Clett Rock is a solitary sea stack off Holborn Head on the Pentland Firth near Thurso. Its top is covered with grass and the ledges down the sides are home to a great number of sea birds. The rock is about 30 meters high, made of Caithness old red sandstone and separated from the mainland by a 15-meter-wide channel.

As coastal headlands erode at different rates, this leads to some very unusual and striking rock formations. A sea stack is an isolated pinnacle of rock entirely surrounded by the sea at high tide. The beauty of sea stacks makes them popular subjects for photographers and painters, as well as providing nesting locations for seabirds, and many are popular for rock climbing. A flat-topped stack is usually called a clett, as here at Holborn Head but if its summit has a larger diameter than its height, then it is an island.

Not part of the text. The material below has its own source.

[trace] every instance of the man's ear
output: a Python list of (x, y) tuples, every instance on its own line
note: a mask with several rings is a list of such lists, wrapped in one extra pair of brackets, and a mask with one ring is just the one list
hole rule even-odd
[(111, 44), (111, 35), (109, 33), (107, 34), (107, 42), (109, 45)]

Thurso is situated in the historical area of Caithness, it is the northernmost town on the British mainland. Thurso functioned as an important Norse port, and later traded with ports throughout northern Europe until the 19th century. A thriving fishing center, Thurso also had a reputation for its linen-cloth and tanning activities.

Originally Thurso was known by the Celtic name of tarvodubron meaning "bull water" or "bull river"; similarly Dunnet Head was tarvedunum standing for "bull fort" and the name of the town name may have its roots there. Norse influence altered its name to Thjorsá, then Thorsá, based on the deity of Thor and translating as the place on Thor’s River. The local Scots name, Thursa, derives from the Norse, as does the modern Scottish Gaelic Inbhir Thẹrsa. Inbhir means a river mouth, and is generally found as "Inver" in many anglicized names.